Today will see the Bank of England release the interest rate and asset purchase facility voting pattern after last week’s decision. Comments last week from Mark Carney, head of BoE, pointed to rates possibly being increased as soon as February next year, economists’ will look to see if the continued unanimous 9-0 will stay constant in keeping the rate at its 0.5% historic low. On the other hand, could previous hawkish members Ian Mccafferty and Martin Weale change their dovish vote and feel that the UK economy is now ready for a rate rise? Anything other than a 9-0 vote could see Sterling strength as markets expectations could raise hopes that a rate rise could come sooner rather than later for the UK.
Later this afternoon, the US releases its existing home sales, with the figure forecast to increase to 5.40million, pointing to a positive economy as the housing industry continues to exceed expectations.
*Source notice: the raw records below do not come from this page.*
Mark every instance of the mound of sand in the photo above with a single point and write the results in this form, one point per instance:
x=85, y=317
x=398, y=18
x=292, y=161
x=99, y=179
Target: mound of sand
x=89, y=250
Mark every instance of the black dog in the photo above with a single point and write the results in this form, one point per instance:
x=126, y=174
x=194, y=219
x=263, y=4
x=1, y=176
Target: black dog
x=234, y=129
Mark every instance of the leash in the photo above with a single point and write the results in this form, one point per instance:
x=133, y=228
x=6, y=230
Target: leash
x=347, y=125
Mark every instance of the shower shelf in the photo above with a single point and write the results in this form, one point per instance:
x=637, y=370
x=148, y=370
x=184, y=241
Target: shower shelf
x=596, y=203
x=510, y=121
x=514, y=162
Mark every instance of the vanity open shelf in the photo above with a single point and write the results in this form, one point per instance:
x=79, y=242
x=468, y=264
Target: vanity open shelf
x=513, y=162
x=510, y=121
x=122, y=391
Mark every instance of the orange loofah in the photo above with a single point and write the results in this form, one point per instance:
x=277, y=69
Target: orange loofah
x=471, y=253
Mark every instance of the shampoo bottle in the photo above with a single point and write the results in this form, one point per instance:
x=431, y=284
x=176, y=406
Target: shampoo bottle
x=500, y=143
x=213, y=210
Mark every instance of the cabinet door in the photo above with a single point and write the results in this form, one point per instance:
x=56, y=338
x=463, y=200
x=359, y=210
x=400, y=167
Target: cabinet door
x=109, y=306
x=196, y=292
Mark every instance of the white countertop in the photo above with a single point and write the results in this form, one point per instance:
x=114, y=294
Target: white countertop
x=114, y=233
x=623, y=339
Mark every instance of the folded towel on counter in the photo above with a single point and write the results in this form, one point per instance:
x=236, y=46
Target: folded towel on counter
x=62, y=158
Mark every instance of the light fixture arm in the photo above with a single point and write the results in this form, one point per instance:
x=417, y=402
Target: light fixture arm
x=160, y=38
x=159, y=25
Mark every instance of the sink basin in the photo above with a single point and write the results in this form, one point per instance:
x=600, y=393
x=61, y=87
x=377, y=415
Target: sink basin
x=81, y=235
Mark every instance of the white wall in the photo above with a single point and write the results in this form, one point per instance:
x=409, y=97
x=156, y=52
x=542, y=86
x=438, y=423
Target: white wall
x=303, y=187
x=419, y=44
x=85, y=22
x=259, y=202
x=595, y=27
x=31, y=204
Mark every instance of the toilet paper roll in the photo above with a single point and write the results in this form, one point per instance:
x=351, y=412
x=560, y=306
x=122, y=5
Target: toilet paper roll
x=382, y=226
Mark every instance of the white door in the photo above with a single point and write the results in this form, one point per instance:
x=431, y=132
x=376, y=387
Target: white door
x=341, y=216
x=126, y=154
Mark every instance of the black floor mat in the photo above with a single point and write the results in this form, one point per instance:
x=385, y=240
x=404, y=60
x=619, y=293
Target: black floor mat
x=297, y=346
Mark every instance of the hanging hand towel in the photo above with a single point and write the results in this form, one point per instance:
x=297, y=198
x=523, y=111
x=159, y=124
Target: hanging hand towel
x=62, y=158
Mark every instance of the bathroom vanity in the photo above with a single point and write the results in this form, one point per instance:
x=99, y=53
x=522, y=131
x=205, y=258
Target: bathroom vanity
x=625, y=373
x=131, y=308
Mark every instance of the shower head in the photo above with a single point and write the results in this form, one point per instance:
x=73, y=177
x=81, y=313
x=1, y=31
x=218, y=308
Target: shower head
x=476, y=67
This evening the Greek parliament will be voting on passing the second set of reforms, which are to speed up the justice system and propping up failed banks. As the first set of reforms were passed a week ago and focused largely on budget reforms and tax hikes, the second set of reforms once agreed by Greece will be the step in the right direction in helping secure the €86 billion Euro payment for the EU, and keep them in the single currency.